Lorsqu'en 1864 Victor Duruy ministre de l'Instruction publique institua une Commission scientifique au Mexique (1) * pendant l'intervention française, il désigna parmi les membres correspondants de cette mission, un historien mexicain Manuel Orozco y Berra (2). Cet érudit francophile devait donner son nom à la bibliothèque du département de recherches historiques de l'Institut national d'anthropologie. Cette bibliothèque d'un très grand intérêt pour l'histoire du Mexique au XIXe siècle fut créée initialement en 1945 au Château de Chapultepec comme une dépendance du Musée national d'histoire de l'Institut national d'anthropologie. En 1958 lorsqu'est fondé le département de recherches historiques, la bibliothèque fut transférée auprès de ce département actuellement installé dans l'annexe du château. Depuis l'arrivée en 1971 de l'actuel directeur des recherches le Dr Enrique Florescano, excellent organisateur, très conscient de l'importance de la documentation, priorité a été donnée au développement de la bibliothèque.

Et il faut dire que cette bibliothèque spécialisée compte actuellement 20 ooo livres et brochures, 380 titres de périodiques dont une partie date du siècle passé et une autre est en cours et une collection de microfilms.
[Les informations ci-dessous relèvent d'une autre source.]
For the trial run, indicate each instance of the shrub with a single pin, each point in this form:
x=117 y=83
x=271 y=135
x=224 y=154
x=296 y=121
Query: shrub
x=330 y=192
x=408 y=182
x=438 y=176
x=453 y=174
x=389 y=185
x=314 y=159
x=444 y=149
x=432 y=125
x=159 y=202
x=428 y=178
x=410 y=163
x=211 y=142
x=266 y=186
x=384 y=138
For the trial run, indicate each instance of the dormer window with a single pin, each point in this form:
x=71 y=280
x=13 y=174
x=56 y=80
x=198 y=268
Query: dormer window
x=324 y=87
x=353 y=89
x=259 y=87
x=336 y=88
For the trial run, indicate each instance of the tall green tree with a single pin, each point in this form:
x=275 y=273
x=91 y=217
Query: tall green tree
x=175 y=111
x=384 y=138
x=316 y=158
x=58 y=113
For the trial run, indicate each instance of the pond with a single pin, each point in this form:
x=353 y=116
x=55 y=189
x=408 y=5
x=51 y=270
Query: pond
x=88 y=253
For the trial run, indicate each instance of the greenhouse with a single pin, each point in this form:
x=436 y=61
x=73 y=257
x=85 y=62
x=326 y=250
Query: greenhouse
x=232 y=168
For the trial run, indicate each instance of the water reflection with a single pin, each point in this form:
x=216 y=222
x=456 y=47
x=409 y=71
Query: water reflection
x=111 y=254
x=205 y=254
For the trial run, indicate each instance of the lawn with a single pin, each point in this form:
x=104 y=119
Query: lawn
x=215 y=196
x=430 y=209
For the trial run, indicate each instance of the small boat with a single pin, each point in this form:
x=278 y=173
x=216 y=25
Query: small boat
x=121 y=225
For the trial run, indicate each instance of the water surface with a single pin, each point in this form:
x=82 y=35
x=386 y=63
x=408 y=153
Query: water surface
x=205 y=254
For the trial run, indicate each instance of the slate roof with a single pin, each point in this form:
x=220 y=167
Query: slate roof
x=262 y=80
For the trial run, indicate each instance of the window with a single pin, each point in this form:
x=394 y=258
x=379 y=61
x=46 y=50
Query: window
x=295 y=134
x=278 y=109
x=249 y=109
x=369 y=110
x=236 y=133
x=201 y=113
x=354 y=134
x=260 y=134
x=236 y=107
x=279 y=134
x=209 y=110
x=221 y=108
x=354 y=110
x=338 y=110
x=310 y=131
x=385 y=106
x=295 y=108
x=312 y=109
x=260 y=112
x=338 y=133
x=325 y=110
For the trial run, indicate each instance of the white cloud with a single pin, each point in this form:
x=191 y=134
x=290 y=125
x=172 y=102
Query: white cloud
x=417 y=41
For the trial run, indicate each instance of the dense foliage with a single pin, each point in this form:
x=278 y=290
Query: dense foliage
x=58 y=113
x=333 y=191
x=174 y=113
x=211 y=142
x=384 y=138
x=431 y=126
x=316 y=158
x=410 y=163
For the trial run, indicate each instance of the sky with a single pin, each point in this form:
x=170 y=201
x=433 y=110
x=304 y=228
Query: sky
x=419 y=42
La plus grande partie de ce fonds est consacrée à l'histoire du Mexique plus particulièrement du XIXe siècle et est divisée en deux parties : la première comprend la documentation publiée ou écrite au cours de ce siècle, et la seconde (le fonds réservé) qui a trait à la période qui va du XVIe au XIXe siècle. La collection de microfilms comprend principalement des archives et des thèses et est en cours de catalogage. Il y a également un fonds de brochures du XIXe siècle. Il est à noter que les brochures, libelles et autres publications de ce type furent particulièrement nombreuses au XIXe siècle au Mexique.
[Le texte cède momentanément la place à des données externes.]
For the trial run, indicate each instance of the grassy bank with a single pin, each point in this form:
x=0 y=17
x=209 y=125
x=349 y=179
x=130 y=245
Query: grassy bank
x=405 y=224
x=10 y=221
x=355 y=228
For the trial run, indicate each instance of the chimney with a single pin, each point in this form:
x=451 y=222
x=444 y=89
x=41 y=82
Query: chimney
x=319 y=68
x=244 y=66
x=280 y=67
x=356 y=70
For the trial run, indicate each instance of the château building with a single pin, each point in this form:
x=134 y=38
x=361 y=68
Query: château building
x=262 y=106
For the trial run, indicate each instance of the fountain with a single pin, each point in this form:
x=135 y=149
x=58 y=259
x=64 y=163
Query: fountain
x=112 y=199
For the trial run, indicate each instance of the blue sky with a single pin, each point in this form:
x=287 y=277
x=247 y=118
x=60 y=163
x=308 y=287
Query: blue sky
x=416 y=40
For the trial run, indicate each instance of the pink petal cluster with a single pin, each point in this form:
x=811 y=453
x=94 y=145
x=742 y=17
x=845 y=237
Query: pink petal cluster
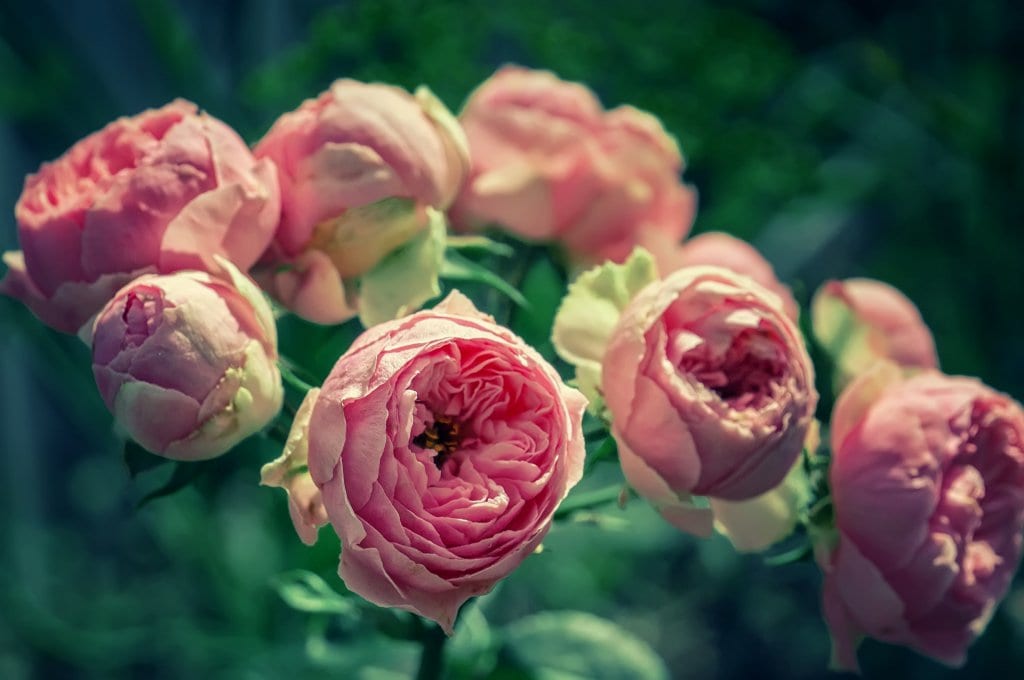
x=186 y=363
x=161 y=192
x=711 y=391
x=719 y=249
x=928 y=485
x=354 y=145
x=550 y=164
x=895 y=330
x=441 y=444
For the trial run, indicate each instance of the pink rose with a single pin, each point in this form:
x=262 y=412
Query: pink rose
x=186 y=362
x=861 y=321
x=928 y=486
x=164 y=190
x=710 y=389
x=549 y=164
x=357 y=167
x=441 y=444
x=726 y=251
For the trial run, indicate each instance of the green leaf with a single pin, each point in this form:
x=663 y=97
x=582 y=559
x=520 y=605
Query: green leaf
x=404 y=280
x=544 y=286
x=589 y=312
x=480 y=243
x=588 y=500
x=307 y=592
x=458 y=267
x=576 y=645
x=183 y=475
x=472 y=652
x=138 y=460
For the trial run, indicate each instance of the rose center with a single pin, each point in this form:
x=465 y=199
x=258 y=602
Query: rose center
x=743 y=375
x=442 y=436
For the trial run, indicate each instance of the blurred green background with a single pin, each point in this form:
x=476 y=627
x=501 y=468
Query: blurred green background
x=842 y=137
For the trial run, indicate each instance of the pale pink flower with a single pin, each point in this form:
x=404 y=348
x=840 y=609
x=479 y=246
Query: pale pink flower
x=441 y=445
x=928 y=487
x=549 y=164
x=862 y=321
x=164 y=190
x=186 y=362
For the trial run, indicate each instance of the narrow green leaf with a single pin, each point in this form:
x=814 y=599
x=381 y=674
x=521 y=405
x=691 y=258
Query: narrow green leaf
x=307 y=592
x=566 y=645
x=459 y=267
x=480 y=244
x=138 y=460
x=183 y=475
La bibliothèque très active publie à intervalles réguliers une revue Cuadernos, qui donne des bibliographies sur des sujets, intéressant les chercheurs du Département (3). De par la volonté de son directeur, les divers séminaires du département de recherches historiques travaillent en étroite collaboration avec la bibliothèque. Des tables rondes réunissant bibliothécaires et chercheurs, ont lieu à intervalles réguliers et permettent de prendre connaissance des besoins mutuels. Ainsi donc cette bibliothèque est l'outil documentaire de base des 70 chercheurs qui travaillent au Département. Une politique précise de recherche est définie (4) et chaque séminaire travaille sur un programme déterminé. La base des recherches est constituée par les problèmes stratégiques du développement historique de la société nationale. Bien que l'on ne puisse dire que le département de recherches historiques ait élaboré une stratégie globale pour traiter ces problèmes, le travail est actuellement bien avancé. A preuve la réalisation de séminaires de recherche sur les Révoltes paysannes du XIXe siècle, Les Finances mexicaines de 1750-1850 et l'Histoire et problèmes actuels de l'éducation dont les travaux sont terminés et en cours de publication. D'autres aspects également importants dans le développement historique de la société nationale que sont la formation de groupes et de classes sociales, le développement et la manifestation d'une culture nationale, le développement urbain et démographique, les changements socio-économiques et le développement économique du pays font l'objet d'étude des séminaires suivants qui sont en cours : Séminaire de formation des groupes et des classes sociales à Mexico au XIXe siècle, Séminaire d'histoire de la culture nationale au XIXe et xxe siècles, Séminaire d'histoire urbaine, Séminaire des changements socio-économiques du xixe siècle et Séminaire d'histoire économique.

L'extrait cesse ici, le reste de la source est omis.